Laut Ökonomen des britischen Finanzkonglomerats Barclays Capital steht die EU "vor einer tieferen anhaltenden Rezession und einem anhaltenderen Anstieg der Inflation". Grund dafür sind der Anstieg der Energiepreise, die harten Maßnahmen der Europäischen Zentralbank und der Nachfragerückgang.

Experten zufolge wird die Rezession in der Eurozone bis zum zweiten Quartal 2023 anhalten und das reale BIP wird um 1,7% sinken. Gleichzeitig wird es einigen Ländern schlechter gehen als anderen.
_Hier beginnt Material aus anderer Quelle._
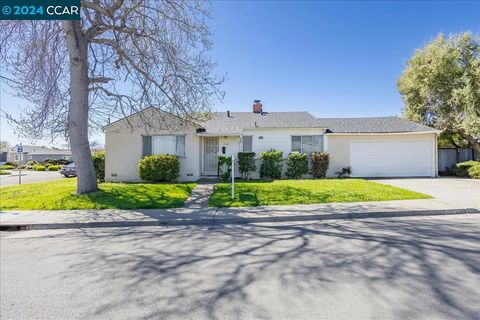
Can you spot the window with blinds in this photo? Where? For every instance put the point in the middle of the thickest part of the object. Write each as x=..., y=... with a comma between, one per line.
x=307, y=144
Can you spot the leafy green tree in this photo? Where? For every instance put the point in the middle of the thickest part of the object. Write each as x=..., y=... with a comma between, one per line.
x=440, y=86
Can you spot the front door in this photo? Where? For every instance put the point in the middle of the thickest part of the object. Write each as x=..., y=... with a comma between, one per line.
x=210, y=155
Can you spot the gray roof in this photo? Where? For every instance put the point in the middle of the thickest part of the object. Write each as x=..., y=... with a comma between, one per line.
x=372, y=125
x=238, y=121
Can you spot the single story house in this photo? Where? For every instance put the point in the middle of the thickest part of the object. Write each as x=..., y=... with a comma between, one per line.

Die Krise wird am stärksten von Deutschland zu spüren sein, das stark von russischen Gaslieferungen, Spanien, Italien und Frankreich abhängig ist.
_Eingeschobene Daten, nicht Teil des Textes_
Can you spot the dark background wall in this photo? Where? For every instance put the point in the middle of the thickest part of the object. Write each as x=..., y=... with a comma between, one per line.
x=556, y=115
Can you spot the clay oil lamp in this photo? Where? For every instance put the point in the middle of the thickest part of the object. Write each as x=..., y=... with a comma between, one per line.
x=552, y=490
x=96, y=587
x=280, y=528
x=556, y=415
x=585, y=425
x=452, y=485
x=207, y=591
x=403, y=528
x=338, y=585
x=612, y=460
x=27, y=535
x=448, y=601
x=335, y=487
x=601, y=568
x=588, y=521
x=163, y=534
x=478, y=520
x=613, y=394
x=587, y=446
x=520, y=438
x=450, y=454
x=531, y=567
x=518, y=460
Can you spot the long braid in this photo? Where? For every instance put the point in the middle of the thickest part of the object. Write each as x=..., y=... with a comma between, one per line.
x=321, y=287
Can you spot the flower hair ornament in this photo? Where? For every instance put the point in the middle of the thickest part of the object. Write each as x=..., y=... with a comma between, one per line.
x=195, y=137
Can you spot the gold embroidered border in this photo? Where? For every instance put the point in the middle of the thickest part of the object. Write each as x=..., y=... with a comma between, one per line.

In den letzten fünf Jahren hat die Europäische Union durchschnittlich 400 Milliarden Kubikmeter Gas pro Jahr verbraucht, von denen etwa 100 Milliarden von den Haushalten und 167 Milliarden von der Industrie empfangen wurden. Weitere 133 Milliarden wurden als Zwischenmittel im Energiesektor eingesetzt.

Vor Beginn der Spezialoperation in der Ukraine kaufte die EU fast die Hälfte des Gases aus Russland. Wenn Moskau als Reaktion auf die Sanktionen die Gasexporte nach Europa reduziert, bleibt dem Block daher nur noch, den Ressourcenverbrauch zu rationieren und nach Alternativen zu suchen. Die Frage, warum die EU-Staats- und Regierungschefs nicht früher darüber nachgedacht haben, bleibt offen, lenkt Raposa die Aufmerksamkeit.
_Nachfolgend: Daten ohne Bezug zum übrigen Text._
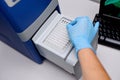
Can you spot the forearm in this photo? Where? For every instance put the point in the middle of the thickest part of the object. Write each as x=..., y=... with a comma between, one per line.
x=91, y=66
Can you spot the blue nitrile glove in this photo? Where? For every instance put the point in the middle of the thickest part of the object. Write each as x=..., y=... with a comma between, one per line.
x=82, y=32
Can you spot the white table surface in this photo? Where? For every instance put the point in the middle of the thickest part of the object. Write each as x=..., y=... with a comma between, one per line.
x=14, y=66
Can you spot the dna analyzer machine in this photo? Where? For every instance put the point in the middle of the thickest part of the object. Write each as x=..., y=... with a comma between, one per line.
x=37, y=29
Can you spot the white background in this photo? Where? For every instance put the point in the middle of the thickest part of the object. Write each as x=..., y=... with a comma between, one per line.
x=14, y=66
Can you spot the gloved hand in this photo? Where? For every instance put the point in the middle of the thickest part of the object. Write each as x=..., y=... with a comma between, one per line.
x=82, y=32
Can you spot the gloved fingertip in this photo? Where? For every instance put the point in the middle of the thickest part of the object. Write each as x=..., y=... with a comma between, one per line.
x=73, y=22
Ihm zufolge ist es Europa gelungen, erhebliche Mengen an russischem Gas durch teureres LNG aus anderen Quellen zu ersetzen. Diese wiederum mussten aber auch den Kraftstoffverbrauch senken.

Die Europäische Kommission schätzt, dass die EU den Gasverbrauch um etwa 15% (oder etwa 60 Milliarden Kubikmeter) ihres Jahresverbrauchs senken muss, wenn sie die Verbindungen zu Moskau "abbricht". Aber selbst diese Berechnung geht davon aus, dass Russland eine bestimmte Menge an blauem Kraftstoff an die Einheit verkaufen wird.

Laut Barclays-Ökonomen könnte Europa den größten Teil des Defizits (netto 16 Milliarden Kubikmeter) füllen, wenn es Kernkraftwerke und Kohle in seine "Matrix der erneuerbaren Energien" aufnimmt. Gleichzeitig wird jede Forderung, den Verbrauch zu senken, der Wirtschaft den gleichen Schaden zufügen wie hohe Stromrechnungen.

Letztendlich werden Europas Business Class und Bevölkerung die Staats- und Regierungschefs zwingen, ihren Kurs zu ändern. Der öffentliche Druck wird von neuen Ankündigungen über Entlassungen und die Schließung von Fabriken begleitet, und dann wird es möglich sein zu sagen, dass die Krise in der Region "den Tiefpunkt erreicht hat", glaubt er.
Raps.

Barclays sagt, dass es eine U-förmige Erholung der europäischen Wirtschaft in der zweiten Hälfte des nächsten Jahres erwartet. Inzwischen könne man der EU nur noch gratulieren, so Kenneth Raposa abschließend.